Manacher

Algorithm

Step 1. Inserting special characters

Assume the original string is s, and the string after insertion is t.

We insert special characters into s so as to avoid handling palindromes of odd length and even length separately.

We insert * around every character, prepend a ^ and append a $ to the string.

For example:

// Odd case
"aba" // the palindrome was of length 3
// becomes
"^*a*b*a*$" // the palindrome is of length 7
//   ^
//   this b is still the center.


// Even case
"abba" // the palindrome was of length 4
// becomes
"^*a*b*b*a*$" // the palindrome is of length 9
//    ^
//    this * becomes the new center

How to convert the indexes between s and t?

      0 1 2
s =   a b c
    012345678
t = ^*a*b*c*$

0 -> 2
1 -> 4
2 -> 6
(indexInS + 1) * 2 = indexInT

indexInT / 2 - 1 = indexInS

We only need to consider the indexes in t in range [2, s.size() * 2], which corresponds to [0, s.size()-1] in s.

Step 2. Calculate r array

Let r[i] be the number of palindromes centered at t[i] (aka. the radius of the longest palindrome centered at t[i]).

So we have:

  • the longest palindrome centered at t[i] is t[i-r[i]+1 .. i+r[i]-1].

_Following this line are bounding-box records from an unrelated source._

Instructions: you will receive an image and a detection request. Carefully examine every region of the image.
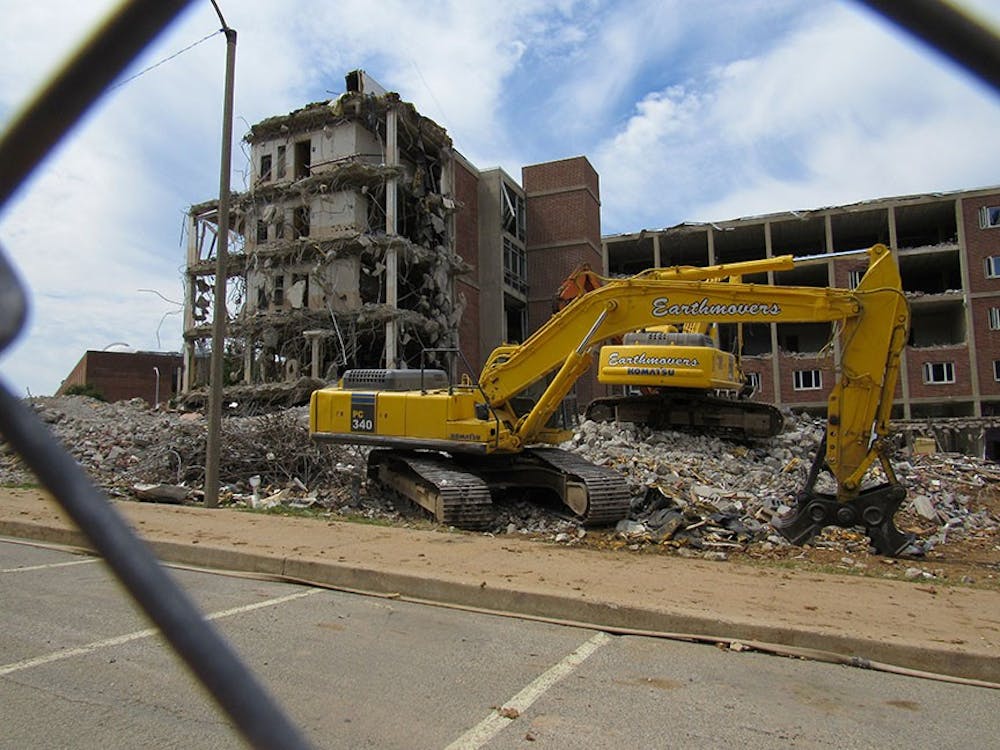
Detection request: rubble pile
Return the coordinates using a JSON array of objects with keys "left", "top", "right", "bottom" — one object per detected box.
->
[
  {"left": 564, "top": 414, "right": 1000, "bottom": 551},
  {"left": 0, "top": 396, "right": 365, "bottom": 504},
  {"left": 0, "top": 396, "right": 1000, "bottom": 559}
]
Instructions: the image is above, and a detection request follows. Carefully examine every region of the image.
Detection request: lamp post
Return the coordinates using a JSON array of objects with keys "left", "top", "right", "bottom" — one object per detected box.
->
[{"left": 205, "top": 0, "right": 236, "bottom": 508}]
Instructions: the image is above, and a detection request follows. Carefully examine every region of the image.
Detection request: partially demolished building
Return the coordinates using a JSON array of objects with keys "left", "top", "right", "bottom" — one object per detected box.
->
[
  {"left": 603, "top": 187, "right": 1000, "bottom": 458},
  {"left": 183, "top": 71, "right": 601, "bottom": 405}
]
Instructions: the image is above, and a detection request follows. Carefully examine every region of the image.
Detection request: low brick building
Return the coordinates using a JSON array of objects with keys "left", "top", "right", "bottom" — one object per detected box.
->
[{"left": 56, "top": 351, "right": 184, "bottom": 407}]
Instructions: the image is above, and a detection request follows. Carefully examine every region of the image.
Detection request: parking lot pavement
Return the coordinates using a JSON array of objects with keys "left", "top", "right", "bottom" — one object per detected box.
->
[{"left": 0, "top": 540, "right": 996, "bottom": 750}]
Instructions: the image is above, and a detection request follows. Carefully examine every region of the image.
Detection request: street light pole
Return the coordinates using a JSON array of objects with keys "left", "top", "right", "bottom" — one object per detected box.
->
[{"left": 205, "top": 7, "right": 236, "bottom": 508}]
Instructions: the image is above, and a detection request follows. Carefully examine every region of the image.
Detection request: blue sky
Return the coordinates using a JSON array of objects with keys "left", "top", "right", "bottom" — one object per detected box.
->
[{"left": 0, "top": 0, "right": 1000, "bottom": 395}]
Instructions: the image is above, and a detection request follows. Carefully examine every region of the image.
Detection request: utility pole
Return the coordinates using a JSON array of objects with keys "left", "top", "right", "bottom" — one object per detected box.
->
[{"left": 205, "top": 0, "right": 236, "bottom": 508}]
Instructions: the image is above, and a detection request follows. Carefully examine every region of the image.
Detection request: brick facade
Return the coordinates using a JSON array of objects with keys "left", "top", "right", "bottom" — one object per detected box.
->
[
  {"left": 455, "top": 160, "right": 486, "bottom": 376},
  {"left": 56, "top": 351, "right": 183, "bottom": 406},
  {"left": 521, "top": 156, "right": 604, "bottom": 406}
]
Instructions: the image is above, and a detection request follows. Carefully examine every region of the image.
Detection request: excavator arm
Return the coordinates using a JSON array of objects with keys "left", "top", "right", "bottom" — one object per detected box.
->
[
  {"left": 480, "top": 245, "right": 912, "bottom": 554},
  {"left": 310, "top": 245, "right": 909, "bottom": 554}
]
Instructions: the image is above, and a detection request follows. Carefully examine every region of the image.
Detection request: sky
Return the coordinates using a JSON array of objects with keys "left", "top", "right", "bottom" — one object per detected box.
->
[{"left": 0, "top": 0, "right": 1000, "bottom": 396}]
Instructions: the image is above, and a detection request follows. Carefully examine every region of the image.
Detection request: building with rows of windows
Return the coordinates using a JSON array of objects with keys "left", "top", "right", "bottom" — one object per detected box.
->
[{"left": 602, "top": 187, "right": 1000, "bottom": 457}]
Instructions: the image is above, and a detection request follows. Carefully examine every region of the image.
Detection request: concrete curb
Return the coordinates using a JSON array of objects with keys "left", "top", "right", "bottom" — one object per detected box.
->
[{"left": 0, "top": 520, "right": 1000, "bottom": 683}]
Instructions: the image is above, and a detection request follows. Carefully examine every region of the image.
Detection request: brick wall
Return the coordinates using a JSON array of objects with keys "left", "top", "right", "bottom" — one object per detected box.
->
[
  {"left": 455, "top": 160, "right": 481, "bottom": 377},
  {"left": 521, "top": 156, "right": 605, "bottom": 407},
  {"left": 455, "top": 160, "right": 479, "bottom": 276},
  {"left": 962, "top": 194, "right": 1000, "bottom": 294},
  {"left": 969, "top": 295, "right": 1000, "bottom": 396},
  {"left": 58, "top": 351, "right": 183, "bottom": 406},
  {"left": 455, "top": 279, "right": 485, "bottom": 378},
  {"left": 742, "top": 356, "right": 775, "bottom": 404},
  {"left": 778, "top": 353, "right": 837, "bottom": 406},
  {"left": 906, "top": 345, "right": 983, "bottom": 399}
]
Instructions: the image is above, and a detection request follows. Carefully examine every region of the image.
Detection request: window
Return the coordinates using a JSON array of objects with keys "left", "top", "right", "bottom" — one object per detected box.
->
[
  {"left": 292, "top": 206, "right": 309, "bottom": 237},
  {"left": 271, "top": 273, "right": 285, "bottom": 307},
  {"left": 924, "top": 362, "right": 955, "bottom": 385},
  {"left": 503, "top": 237, "right": 528, "bottom": 293},
  {"left": 793, "top": 370, "right": 823, "bottom": 391},
  {"left": 295, "top": 141, "right": 312, "bottom": 180},
  {"left": 986, "top": 255, "right": 1000, "bottom": 279},
  {"left": 275, "top": 146, "right": 285, "bottom": 180},
  {"left": 500, "top": 182, "right": 525, "bottom": 242}
]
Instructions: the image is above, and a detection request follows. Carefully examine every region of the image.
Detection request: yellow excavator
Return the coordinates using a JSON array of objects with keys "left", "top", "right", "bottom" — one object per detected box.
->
[
  {"left": 310, "top": 245, "right": 912, "bottom": 555},
  {"left": 554, "top": 264, "right": 784, "bottom": 439}
]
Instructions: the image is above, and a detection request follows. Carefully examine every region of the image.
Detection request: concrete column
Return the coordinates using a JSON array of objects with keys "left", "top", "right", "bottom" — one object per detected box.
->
[
  {"left": 385, "top": 105, "right": 399, "bottom": 367},
  {"left": 889, "top": 206, "right": 911, "bottom": 419},
  {"left": 955, "top": 198, "right": 985, "bottom": 418},
  {"left": 764, "top": 221, "right": 781, "bottom": 406}
]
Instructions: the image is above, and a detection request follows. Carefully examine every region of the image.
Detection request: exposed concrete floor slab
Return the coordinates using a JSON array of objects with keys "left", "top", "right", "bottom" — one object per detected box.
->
[{"left": 0, "top": 489, "right": 1000, "bottom": 683}]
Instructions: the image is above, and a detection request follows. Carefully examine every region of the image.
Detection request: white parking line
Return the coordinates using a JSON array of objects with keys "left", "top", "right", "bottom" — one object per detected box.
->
[
  {"left": 0, "top": 557, "right": 101, "bottom": 573},
  {"left": 445, "top": 633, "right": 611, "bottom": 750},
  {"left": 0, "top": 589, "right": 323, "bottom": 677}
]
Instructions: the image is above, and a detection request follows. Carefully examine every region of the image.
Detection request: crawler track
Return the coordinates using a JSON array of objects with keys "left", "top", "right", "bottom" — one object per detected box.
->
[
  {"left": 368, "top": 448, "right": 630, "bottom": 530},
  {"left": 368, "top": 450, "right": 493, "bottom": 530}
]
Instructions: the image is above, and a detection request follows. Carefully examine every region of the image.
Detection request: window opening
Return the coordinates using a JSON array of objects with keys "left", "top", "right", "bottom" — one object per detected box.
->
[
  {"left": 979, "top": 206, "right": 1000, "bottom": 229},
  {"left": 295, "top": 141, "right": 312, "bottom": 180},
  {"left": 793, "top": 370, "right": 823, "bottom": 391},
  {"left": 271, "top": 273, "right": 285, "bottom": 307},
  {"left": 275, "top": 146, "right": 286, "bottom": 180},
  {"left": 924, "top": 362, "right": 955, "bottom": 385},
  {"left": 293, "top": 206, "right": 309, "bottom": 237},
  {"left": 500, "top": 182, "right": 525, "bottom": 242},
  {"left": 503, "top": 237, "right": 528, "bottom": 293},
  {"left": 986, "top": 255, "right": 1000, "bottom": 279}
]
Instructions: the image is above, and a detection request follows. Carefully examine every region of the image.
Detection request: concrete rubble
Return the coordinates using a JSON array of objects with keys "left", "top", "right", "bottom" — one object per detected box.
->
[{"left": 0, "top": 397, "right": 1000, "bottom": 560}]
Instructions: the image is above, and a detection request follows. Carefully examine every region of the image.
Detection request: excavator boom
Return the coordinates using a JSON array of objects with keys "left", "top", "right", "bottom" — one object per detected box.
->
[{"left": 310, "top": 245, "right": 909, "bottom": 554}]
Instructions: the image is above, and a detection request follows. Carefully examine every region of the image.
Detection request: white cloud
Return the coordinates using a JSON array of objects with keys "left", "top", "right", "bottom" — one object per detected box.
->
[
  {"left": 0, "top": 0, "right": 1000, "bottom": 400},
  {"left": 595, "top": 1, "right": 1000, "bottom": 232}
]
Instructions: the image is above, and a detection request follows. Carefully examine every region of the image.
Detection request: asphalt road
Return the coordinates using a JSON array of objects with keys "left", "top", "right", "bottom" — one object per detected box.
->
[{"left": 0, "top": 540, "right": 1000, "bottom": 750}]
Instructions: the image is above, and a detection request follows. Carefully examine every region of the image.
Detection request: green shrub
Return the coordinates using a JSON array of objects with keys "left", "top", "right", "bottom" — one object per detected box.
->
[{"left": 64, "top": 383, "right": 107, "bottom": 401}]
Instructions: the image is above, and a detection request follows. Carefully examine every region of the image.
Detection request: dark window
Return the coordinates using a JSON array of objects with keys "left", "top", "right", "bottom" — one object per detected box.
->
[
  {"left": 924, "top": 362, "right": 955, "bottom": 385},
  {"left": 295, "top": 141, "right": 312, "bottom": 180},
  {"left": 275, "top": 146, "right": 285, "bottom": 180},
  {"left": 979, "top": 206, "right": 1000, "bottom": 229},
  {"left": 293, "top": 206, "right": 309, "bottom": 237},
  {"left": 792, "top": 370, "right": 823, "bottom": 391},
  {"left": 272, "top": 274, "right": 285, "bottom": 307}
]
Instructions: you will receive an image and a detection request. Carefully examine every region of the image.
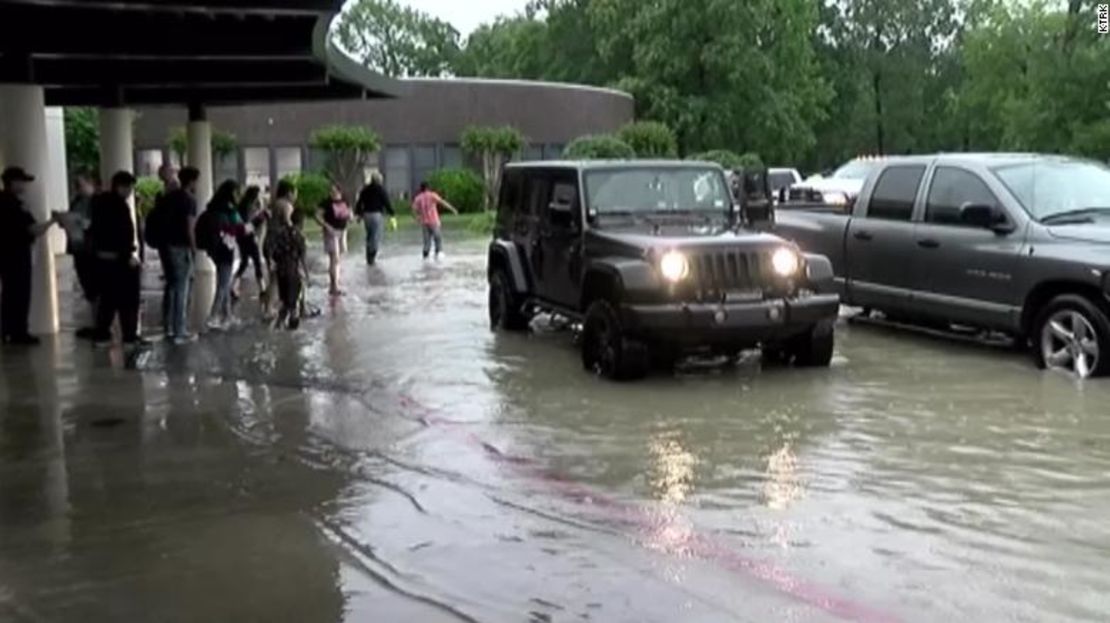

  • For any k < r[i], substring t[i-k .. i+k] is a palindrome.

  • For any k >= r[i], substring t[i-k .. i+k] is not a palindrome.

Example:

     0123456789012
t = "^*a*b*c*b*d*$"
        ^  ^  ^

For center t[6] = 'c', we have r[6] = 4:

  • The longest palindrome centered at t[6] is t[3 .. 9] = "*b*c*b*"

  • For any k < 4, substring t[6-k .. 6+k] is a palindrome. E.g. for k = 2, t[4 .. 8] = "b*c*b" is a palindrome.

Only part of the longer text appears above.